Los partidos progresistas han tenido demasiados defectos en la historia reciente como para agregar unos que no tuvieron. En cambio, sí tuvieron el mérito de apoyar con éxito y colaborativamente en dos ocasiones a una mujer destacada para que fuera presidente de Chile, cambiando en parte la historia para las nuevas generaciones de mujeres en el país y para la sociedad en su conjunto. En ese apoyo no faltó nadie. Como dirigente socialista en una parte de esa época, no me arrepiento en absoluto de lo que se hizo. El mérito principal es de ella, incluyendo haber obtenido el apoyo de los partidos progresistas, pactado coaliciones y obtenido mayorías electorales contundentes. Pero más de algún rol le cupo a estos partidos (el papel de Victor Barrueto en el PPD fue muy relevante), al presidente Lagos y al mundo social que representaban y, además, a personas importantes de la DC, que también fueron decisivos en sus dos victorias.

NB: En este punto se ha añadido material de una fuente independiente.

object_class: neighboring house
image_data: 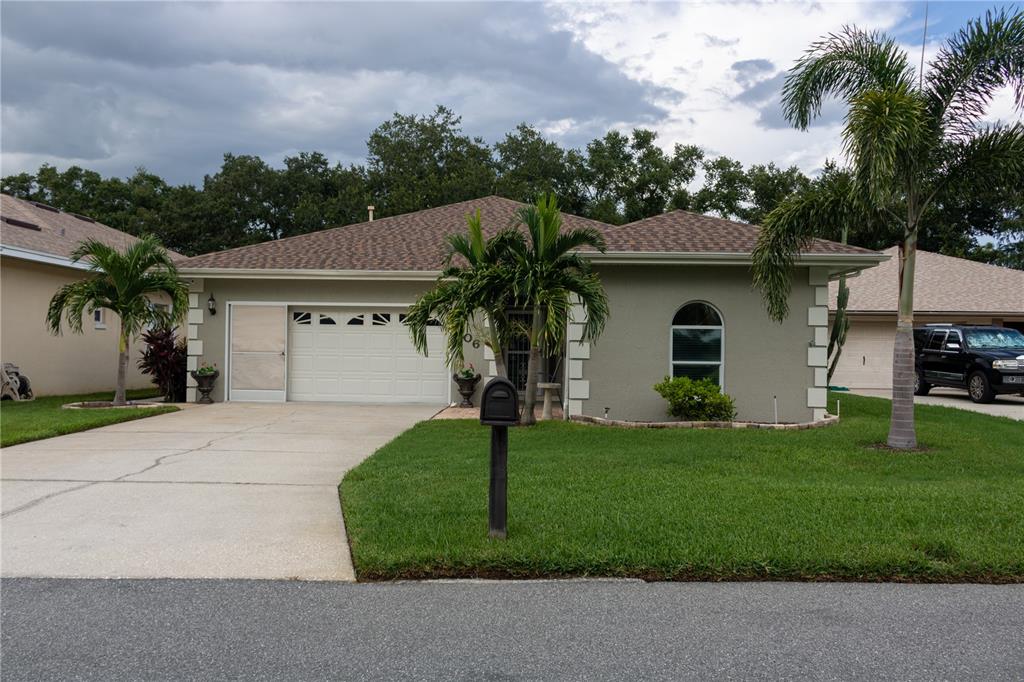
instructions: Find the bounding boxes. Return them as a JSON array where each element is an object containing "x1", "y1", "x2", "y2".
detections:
[
  {"x1": 0, "y1": 194, "x2": 182, "y2": 396},
  {"x1": 829, "y1": 246, "x2": 1024, "y2": 389},
  {"x1": 177, "y1": 196, "x2": 885, "y2": 422}
]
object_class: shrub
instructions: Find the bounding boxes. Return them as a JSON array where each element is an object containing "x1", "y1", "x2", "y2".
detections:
[
  {"x1": 653, "y1": 376, "x2": 737, "y2": 422},
  {"x1": 138, "y1": 326, "x2": 187, "y2": 402}
]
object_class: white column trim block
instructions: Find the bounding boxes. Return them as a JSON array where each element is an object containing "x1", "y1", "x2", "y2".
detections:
[
  {"x1": 187, "y1": 277, "x2": 205, "y2": 293},
  {"x1": 569, "y1": 303, "x2": 586, "y2": 322},
  {"x1": 188, "y1": 293, "x2": 200, "y2": 308},
  {"x1": 814, "y1": 326, "x2": 828, "y2": 347},
  {"x1": 188, "y1": 324, "x2": 199, "y2": 340},
  {"x1": 187, "y1": 307, "x2": 204, "y2": 325},
  {"x1": 807, "y1": 306, "x2": 828, "y2": 327},
  {"x1": 807, "y1": 346, "x2": 827, "y2": 367},
  {"x1": 568, "y1": 359, "x2": 583, "y2": 379},
  {"x1": 566, "y1": 399, "x2": 583, "y2": 417},
  {"x1": 487, "y1": 360, "x2": 497, "y2": 379},
  {"x1": 483, "y1": 345, "x2": 495, "y2": 360},
  {"x1": 568, "y1": 379, "x2": 590, "y2": 400},
  {"x1": 567, "y1": 323, "x2": 584, "y2": 342},
  {"x1": 187, "y1": 339, "x2": 203, "y2": 356},
  {"x1": 567, "y1": 342, "x2": 590, "y2": 359},
  {"x1": 187, "y1": 374, "x2": 197, "y2": 388},
  {"x1": 807, "y1": 387, "x2": 827, "y2": 408},
  {"x1": 814, "y1": 367, "x2": 828, "y2": 388},
  {"x1": 813, "y1": 408, "x2": 827, "y2": 421},
  {"x1": 808, "y1": 267, "x2": 829, "y2": 286},
  {"x1": 814, "y1": 285, "x2": 829, "y2": 307},
  {"x1": 187, "y1": 356, "x2": 198, "y2": 371},
  {"x1": 186, "y1": 387, "x2": 198, "y2": 403}
]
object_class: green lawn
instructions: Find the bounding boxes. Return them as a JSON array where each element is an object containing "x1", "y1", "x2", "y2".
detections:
[
  {"x1": 0, "y1": 390, "x2": 177, "y2": 447},
  {"x1": 341, "y1": 393, "x2": 1024, "y2": 582}
]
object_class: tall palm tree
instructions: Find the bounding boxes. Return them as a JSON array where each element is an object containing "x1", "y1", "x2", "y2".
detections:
[
  {"x1": 46, "y1": 236, "x2": 189, "y2": 406},
  {"x1": 752, "y1": 9, "x2": 1024, "y2": 449},
  {"x1": 407, "y1": 210, "x2": 518, "y2": 376},
  {"x1": 511, "y1": 195, "x2": 609, "y2": 425}
]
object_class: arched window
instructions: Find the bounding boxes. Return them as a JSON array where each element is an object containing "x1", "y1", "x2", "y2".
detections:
[{"x1": 671, "y1": 302, "x2": 724, "y2": 386}]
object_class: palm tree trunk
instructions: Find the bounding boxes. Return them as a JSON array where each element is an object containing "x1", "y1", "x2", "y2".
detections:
[
  {"x1": 487, "y1": 318, "x2": 507, "y2": 378},
  {"x1": 519, "y1": 307, "x2": 544, "y2": 425},
  {"x1": 887, "y1": 232, "x2": 918, "y2": 449},
  {"x1": 114, "y1": 323, "x2": 130, "y2": 406}
]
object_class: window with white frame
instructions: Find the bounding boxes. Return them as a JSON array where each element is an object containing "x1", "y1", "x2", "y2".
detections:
[
  {"x1": 93, "y1": 308, "x2": 106, "y2": 330},
  {"x1": 670, "y1": 302, "x2": 723, "y2": 386}
]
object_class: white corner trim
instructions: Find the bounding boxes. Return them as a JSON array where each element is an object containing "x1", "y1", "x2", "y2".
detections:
[{"x1": 567, "y1": 341, "x2": 590, "y2": 359}]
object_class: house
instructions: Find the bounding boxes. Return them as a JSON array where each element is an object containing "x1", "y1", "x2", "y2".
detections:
[
  {"x1": 0, "y1": 194, "x2": 182, "y2": 395},
  {"x1": 177, "y1": 196, "x2": 885, "y2": 422},
  {"x1": 829, "y1": 246, "x2": 1024, "y2": 389}
]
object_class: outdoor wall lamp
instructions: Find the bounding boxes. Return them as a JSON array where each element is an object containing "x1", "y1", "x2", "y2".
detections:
[{"x1": 207, "y1": 294, "x2": 217, "y2": 316}]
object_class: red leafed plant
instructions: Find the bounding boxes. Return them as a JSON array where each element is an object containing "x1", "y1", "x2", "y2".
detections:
[{"x1": 138, "y1": 326, "x2": 187, "y2": 402}]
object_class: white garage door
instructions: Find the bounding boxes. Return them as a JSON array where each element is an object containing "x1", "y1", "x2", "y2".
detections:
[
  {"x1": 830, "y1": 321, "x2": 894, "y2": 389},
  {"x1": 287, "y1": 308, "x2": 448, "y2": 403}
]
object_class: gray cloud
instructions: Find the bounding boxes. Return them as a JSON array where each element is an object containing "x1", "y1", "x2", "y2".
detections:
[
  {"x1": 701, "y1": 33, "x2": 739, "y2": 48},
  {"x1": 1, "y1": 2, "x2": 677, "y2": 183}
]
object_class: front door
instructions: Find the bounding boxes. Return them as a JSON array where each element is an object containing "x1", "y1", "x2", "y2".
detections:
[{"x1": 228, "y1": 304, "x2": 287, "y2": 401}]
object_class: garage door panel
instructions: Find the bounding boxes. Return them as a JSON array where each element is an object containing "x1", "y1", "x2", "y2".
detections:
[
  {"x1": 287, "y1": 307, "x2": 448, "y2": 404},
  {"x1": 831, "y1": 321, "x2": 894, "y2": 389}
]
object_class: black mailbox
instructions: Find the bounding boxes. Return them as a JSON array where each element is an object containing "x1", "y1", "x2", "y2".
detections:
[{"x1": 480, "y1": 377, "x2": 519, "y2": 425}]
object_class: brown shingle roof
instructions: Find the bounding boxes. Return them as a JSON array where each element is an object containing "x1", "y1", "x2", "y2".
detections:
[
  {"x1": 0, "y1": 194, "x2": 185, "y2": 262},
  {"x1": 180, "y1": 196, "x2": 613, "y2": 271},
  {"x1": 603, "y1": 210, "x2": 877, "y2": 255},
  {"x1": 179, "y1": 198, "x2": 878, "y2": 272},
  {"x1": 830, "y1": 246, "x2": 1024, "y2": 314}
]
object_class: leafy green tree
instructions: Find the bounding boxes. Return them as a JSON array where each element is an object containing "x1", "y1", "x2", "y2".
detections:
[
  {"x1": 510, "y1": 195, "x2": 609, "y2": 425},
  {"x1": 367, "y1": 106, "x2": 496, "y2": 216},
  {"x1": 740, "y1": 163, "x2": 811, "y2": 224},
  {"x1": 406, "y1": 211, "x2": 517, "y2": 377},
  {"x1": 692, "y1": 155, "x2": 749, "y2": 220},
  {"x1": 752, "y1": 9, "x2": 1024, "y2": 449},
  {"x1": 46, "y1": 236, "x2": 189, "y2": 405},
  {"x1": 494, "y1": 124, "x2": 570, "y2": 204}
]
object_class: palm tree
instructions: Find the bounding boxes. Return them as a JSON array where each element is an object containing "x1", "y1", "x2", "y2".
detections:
[
  {"x1": 511, "y1": 195, "x2": 609, "y2": 425},
  {"x1": 46, "y1": 236, "x2": 189, "y2": 406},
  {"x1": 752, "y1": 9, "x2": 1024, "y2": 449},
  {"x1": 407, "y1": 210, "x2": 519, "y2": 376}
]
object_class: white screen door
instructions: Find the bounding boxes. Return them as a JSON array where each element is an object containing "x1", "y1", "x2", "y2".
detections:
[{"x1": 229, "y1": 304, "x2": 287, "y2": 401}]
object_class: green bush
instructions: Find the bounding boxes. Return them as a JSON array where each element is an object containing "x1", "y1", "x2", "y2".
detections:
[{"x1": 653, "y1": 376, "x2": 737, "y2": 421}]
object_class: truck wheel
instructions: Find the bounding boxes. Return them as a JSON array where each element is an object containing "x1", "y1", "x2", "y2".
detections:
[
  {"x1": 967, "y1": 371, "x2": 995, "y2": 403},
  {"x1": 914, "y1": 371, "x2": 931, "y2": 396}
]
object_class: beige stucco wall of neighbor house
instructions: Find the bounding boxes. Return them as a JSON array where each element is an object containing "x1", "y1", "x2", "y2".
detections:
[
  {"x1": 576, "y1": 264, "x2": 821, "y2": 424},
  {"x1": 186, "y1": 276, "x2": 484, "y2": 403},
  {"x1": 0, "y1": 256, "x2": 153, "y2": 395}
]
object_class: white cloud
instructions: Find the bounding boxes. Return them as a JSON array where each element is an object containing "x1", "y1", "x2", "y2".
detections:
[{"x1": 544, "y1": 1, "x2": 912, "y2": 172}]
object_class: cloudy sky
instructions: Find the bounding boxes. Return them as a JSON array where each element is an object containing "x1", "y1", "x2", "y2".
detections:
[{"x1": 2, "y1": 1, "x2": 1019, "y2": 185}]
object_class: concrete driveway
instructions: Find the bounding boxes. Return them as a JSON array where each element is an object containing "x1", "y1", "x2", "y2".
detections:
[
  {"x1": 1, "y1": 402, "x2": 438, "y2": 581},
  {"x1": 852, "y1": 388, "x2": 1024, "y2": 420}
]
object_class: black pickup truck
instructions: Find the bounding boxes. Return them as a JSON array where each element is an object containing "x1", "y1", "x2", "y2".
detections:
[{"x1": 913, "y1": 325, "x2": 1024, "y2": 403}]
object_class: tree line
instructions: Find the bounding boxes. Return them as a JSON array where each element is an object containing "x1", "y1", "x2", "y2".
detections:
[{"x1": 2, "y1": 105, "x2": 1020, "y2": 267}]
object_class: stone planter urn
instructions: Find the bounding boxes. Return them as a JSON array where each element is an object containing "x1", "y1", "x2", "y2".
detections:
[
  {"x1": 190, "y1": 370, "x2": 220, "y2": 404},
  {"x1": 453, "y1": 373, "x2": 482, "y2": 408}
]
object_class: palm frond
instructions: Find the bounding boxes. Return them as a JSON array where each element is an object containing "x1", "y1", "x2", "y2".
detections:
[
  {"x1": 843, "y1": 86, "x2": 925, "y2": 204},
  {"x1": 926, "y1": 8, "x2": 1024, "y2": 138},
  {"x1": 782, "y1": 25, "x2": 915, "y2": 129}
]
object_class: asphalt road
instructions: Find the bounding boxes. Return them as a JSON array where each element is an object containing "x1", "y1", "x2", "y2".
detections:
[{"x1": 3, "y1": 579, "x2": 1022, "y2": 681}]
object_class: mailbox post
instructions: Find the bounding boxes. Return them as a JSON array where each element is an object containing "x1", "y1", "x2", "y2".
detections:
[{"x1": 479, "y1": 377, "x2": 519, "y2": 539}]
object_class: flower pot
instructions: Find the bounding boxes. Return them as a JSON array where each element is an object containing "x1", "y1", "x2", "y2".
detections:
[
  {"x1": 190, "y1": 370, "x2": 220, "y2": 404},
  {"x1": 453, "y1": 373, "x2": 482, "y2": 408}
]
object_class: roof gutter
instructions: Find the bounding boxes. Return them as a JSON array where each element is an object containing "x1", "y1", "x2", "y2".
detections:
[
  {"x1": 0, "y1": 244, "x2": 90, "y2": 270},
  {"x1": 176, "y1": 267, "x2": 440, "y2": 281},
  {"x1": 586, "y1": 250, "x2": 889, "y2": 268}
]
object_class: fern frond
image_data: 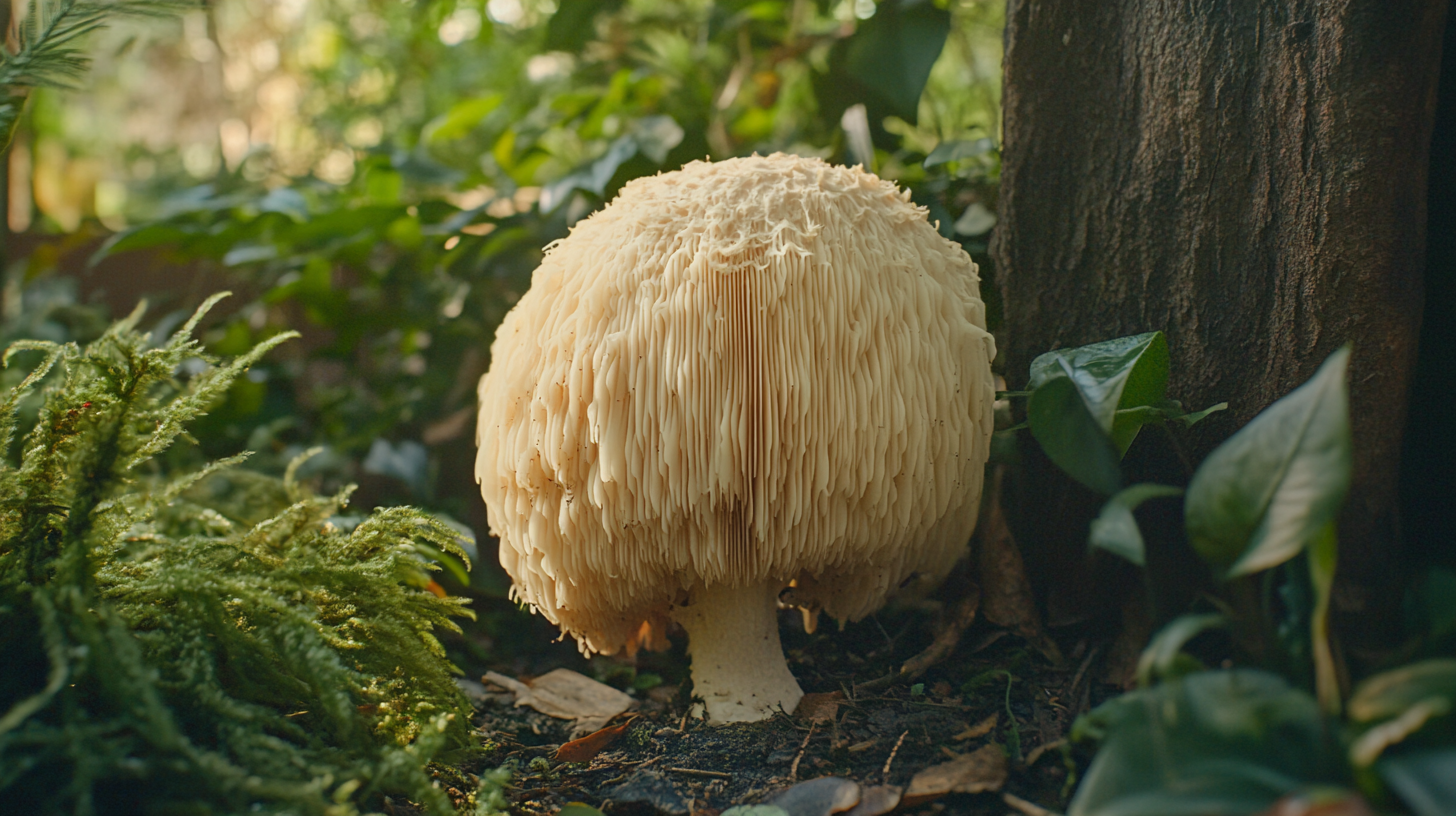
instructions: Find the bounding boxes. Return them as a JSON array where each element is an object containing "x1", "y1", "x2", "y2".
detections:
[
  {"x1": 0, "y1": 297, "x2": 473, "y2": 814},
  {"x1": 0, "y1": 0, "x2": 188, "y2": 147}
]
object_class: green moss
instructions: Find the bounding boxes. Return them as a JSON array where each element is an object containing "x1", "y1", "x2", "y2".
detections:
[{"x1": 0, "y1": 295, "x2": 476, "y2": 815}]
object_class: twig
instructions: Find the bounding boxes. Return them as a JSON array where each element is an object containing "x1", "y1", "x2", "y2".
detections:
[
  {"x1": 1022, "y1": 738, "x2": 1067, "y2": 768},
  {"x1": 789, "y1": 721, "x2": 816, "y2": 782},
  {"x1": 1003, "y1": 792, "x2": 1062, "y2": 816},
  {"x1": 667, "y1": 767, "x2": 731, "y2": 780},
  {"x1": 857, "y1": 586, "x2": 981, "y2": 692},
  {"x1": 881, "y1": 730, "x2": 908, "y2": 779},
  {"x1": 1068, "y1": 644, "x2": 1101, "y2": 697}
]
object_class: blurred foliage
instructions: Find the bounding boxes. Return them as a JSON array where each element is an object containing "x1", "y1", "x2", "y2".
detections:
[
  {"x1": 0, "y1": 296, "x2": 475, "y2": 814},
  {"x1": 19, "y1": 0, "x2": 1006, "y2": 627},
  {"x1": 1008, "y1": 336, "x2": 1456, "y2": 815}
]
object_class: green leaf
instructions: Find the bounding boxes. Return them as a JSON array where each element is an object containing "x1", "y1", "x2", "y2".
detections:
[
  {"x1": 544, "y1": 0, "x2": 625, "y2": 51},
  {"x1": 1089, "y1": 483, "x2": 1184, "y2": 566},
  {"x1": 1378, "y1": 749, "x2": 1456, "y2": 816},
  {"x1": 924, "y1": 138, "x2": 995, "y2": 168},
  {"x1": 90, "y1": 223, "x2": 193, "y2": 264},
  {"x1": 1068, "y1": 670, "x2": 1341, "y2": 816},
  {"x1": 1348, "y1": 659, "x2": 1456, "y2": 739},
  {"x1": 1185, "y1": 347, "x2": 1353, "y2": 577},
  {"x1": 1030, "y1": 332, "x2": 1170, "y2": 454},
  {"x1": 1029, "y1": 374, "x2": 1123, "y2": 495},
  {"x1": 827, "y1": 0, "x2": 951, "y2": 127},
  {"x1": 539, "y1": 137, "x2": 638, "y2": 211},
  {"x1": 256, "y1": 187, "x2": 308, "y2": 220},
  {"x1": 423, "y1": 94, "x2": 504, "y2": 143},
  {"x1": 1177, "y1": 401, "x2": 1228, "y2": 428},
  {"x1": 1135, "y1": 613, "x2": 1226, "y2": 687},
  {"x1": 631, "y1": 115, "x2": 684, "y2": 164}
]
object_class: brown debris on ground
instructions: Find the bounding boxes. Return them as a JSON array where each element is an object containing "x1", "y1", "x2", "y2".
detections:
[{"x1": 448, "y1": 593, "x2": 1109, "y2": 816}]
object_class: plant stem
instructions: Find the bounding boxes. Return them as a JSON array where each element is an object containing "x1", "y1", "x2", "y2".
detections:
[{"x1": 1309, "y1": 522, "x2": 1341, "y2": 715}]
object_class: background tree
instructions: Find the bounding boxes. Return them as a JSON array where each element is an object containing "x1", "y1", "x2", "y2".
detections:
[{"x1": 992, "y1": 0, "x2": 1448, "y2": 653}]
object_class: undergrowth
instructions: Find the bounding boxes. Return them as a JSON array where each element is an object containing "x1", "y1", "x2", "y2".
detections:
[{"x1": 0, "y1": 294, "x2": 477, "y2": 815}]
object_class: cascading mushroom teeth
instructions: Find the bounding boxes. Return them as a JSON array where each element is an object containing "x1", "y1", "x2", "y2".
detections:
[{"x1": 475, "y1": 153, "x2": 996, "y2": 723}]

Otra cosa es la apreciación que se tenga sobre su gestión gubernamental, que yo por ejemplo he criticado -a pesar de la confianza que me expresó al pedirme que fuera por un año embajador al terminar su primer gobierno, lo que en mi visión no incluía dejar de tener una opinión propia- por preferir por razones pragmáticas un enfoque neoliberal en lo económico y permitir compromisos regresivos de su coalición -cada vez más dividida- en materia tributaria y laboral. También critiqué la ausencia de diseño constitucional (presentar una nueva constitución una semana antes de dejar el cargo en su segundo gobierno no es algo digno de un gran recuerdo) y su política hacia la Araucanía, en medio de la corrupción y descontrol policial. Otra cosa es también la apreciación que se tenga sobre la lamentable evolución burocrática -luego de una prolongada exposición al poder gubernamental- de los partidos progresistas tradicionales, que se desconectaron del mundo social y cultural que representaban y perdieron todo empuje transformador en aras de la presencia clientelista en el Estado. Estos factores llevaron después de 20 años a dos victorias de la derecha, la última de las cuales terminó por desencadenar la crisis actual en la que el conjunto del sistema de representación está en el suelo. Pero, en la expresión consagrada, esa es harina de otro costal, en la que la clave es que no se discute sobre los gobiernos de Bachelet con el prisma de que era una mujer, sino bajo el prisma de lo que quiso o no quiso hacer o sobre lo que pudo o no pudo hacer, como respecto a cualquier otro gobierno. Ese es el legado principal de la ex presidenta, que rompió una barrera cultural que parecía infranqueable, por lo que los que tenemos convicciones igualitarias le estaremos siempre agradecidos, aunque ella no valore demasiado el rol de los partidos igualitarios. En su descargo, es la opinión muy mayoritaria de la sociedad chilena, lo que no por eso deja de entrañar un peligro latente para su futuro. Las regresiones autoritarias suelen empezar con el derrumbe de los partidos políticos democráticos.